I relativi provvedimenti sono stati notificati dai
carabinieri della compagnia di Taurianova, i quali, sotto il
coordinamento del procuratore aggiunto della Repubblica di
Palmi dott. Bruno Giordano, hanno svolto le indagini.
Rispetto a quanto paventato negli avvisi di garanzia che
erano stati inoltrati agli inizi di settembre, il quadro
accusatorio si presenta ancor più critico per Rocco Biasi,
Orlando Fazzolari (sindaci rispettivamente di Taurianova e
Varapodio) e le altre ventidue persone sottoposte ad
indagine.
La Procura della Repubblica, infatti, oltre all'abuso
d'ufficio prospettato sin dall'inizio ravviserebbe, secondo
quanto emerso, anche altre due ipotesi di reato: usurpazione
di pubbliche funzioni e il rifiuto d'atti di ufficio.
Quest'ultimo è collegato al mancato recepimento della
diffida che il prefetto aveva inviato lo scorso agosto ai
consiglieri comunali di entrambi i centri per prendere atto
della sentenza di primo grado del Tribunale di Palmi, con la
quale veniva accolto il ricorso della stessa Prefettura e i
due primi cittadini erano stati dichiarati decaduti dalla
carica e ineleggibili.
Tuttavia, né il consiglio comunale di Varapodio prima, né
quello di Taurianova dopo, avevano preso atto dell'istanza
prefettizia. Anzi, in quest'ultima città si era ricorsi,
proprio per evitare ulteriori "problemi", al voto segreto.

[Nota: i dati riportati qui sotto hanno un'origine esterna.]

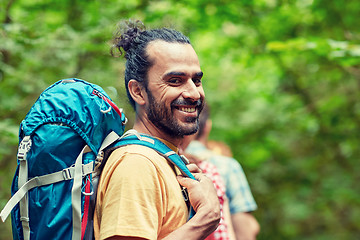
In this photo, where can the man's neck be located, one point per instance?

Un escamotage che però non solo non è servito ad evitare
ulteriori profili di responsabilità ma, secondo quanto
riferito, sarebbe costato pure la denuncia dei funzionari di
segreteria comunale, che hanno presenziato alle rispettive
riunioni, per rifiuto d'atti d'ufficio in relazione al
mancato parere circa la regolarità delle delibere. A tal
proposito gli indagati sostengono che, trattadosi di
sentenza di primo grado, non immediatamente esecutiva, non
erano tenuti a prenderne atto.
È bene precisare che l'esame più approfondito delle varie
situazioni personali dei consiglieri fa emergere piccole
sfumature differenti tra i ventidue indagati, dal momento
che qualche consigliere non ha preso parte ad entrambe le
votazioni "incriminate", quella di convalida degli eletti e
l'altra, più recente, di mancato recepimento della diffida
prefettizia.
Adesso le persone sottoposte ad indagine hanno 20 giorni di
tempo per contro dedurre, dopodiché la Procura potrà
richiedere l'eventuale rinvio a giudizio. La notizia non
mancherà, come già quella per gli avvisi di garanzia, di
suscitare interesse anche in ambito nazionale in quanto
nelle altre realtà coinvolte nella vicenda del terzo
mandato, l'aspetto penale non è stato sinora affrontato.